A generation III reactor is a development of any of the generation II nuclear reactor designs incorporating evolutionary improvements in design developed during the lifetime of the generation II reactor designs. These include improved fuel technology, superior thermal efficiency, passive safety systems and standardized design for reduced maintenance and capital costs.
Improvements in reactor technology result in a longer operational life (60 years of operation, extendable to 120+ years of operation prior to complete overhaul and reactor pressure vessel replacement) compared with currently used generation II reactors (designed for 40 years of operation, extendable to 80+ years of operation prior to complete overhaul and RPV replacement). Furthermore, core damage frequencies for these reactors are lower than for Generation II reactors — 60 core damage events per 1000 million reactor–year for the EPR; 3 core damage events per 1000 million reactor–year for the ESBWR[1] significantly lower than the 10,000 core damage events per 1000 million reactor–year for BWR/4 generation II reactors.[1]
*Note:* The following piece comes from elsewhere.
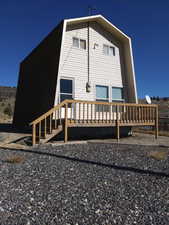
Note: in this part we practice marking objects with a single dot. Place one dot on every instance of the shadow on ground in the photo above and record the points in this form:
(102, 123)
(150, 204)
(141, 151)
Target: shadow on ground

Proponents of the Gen III designs claim they are much safer than existing reactors in the US, but other engineers are more conservative. Edwin Lyman, a senior staff scientist at the Union of Concerned Scientists, has challenged specific cost-saving design choices made for both the AP1000 and ESBWR. Lyman is concerned about the strength of the steel containment vessel and the concrete shield building around the AP1000. The AP1000 containment vessel does not have sufficient safety margins, says Lyman.[2]
The first generation III reactors were built in Japan, while several others have been approved for construction in Europe. A Westinghouse AP1000 reactor is scheduled to become operational in Sanmen, China in 2013.[3]
Contents |
Generation III+ designs offer significant improvements in safety and economics over Generation III advanced reactor designs certified by the NRC in the 1990s.[6]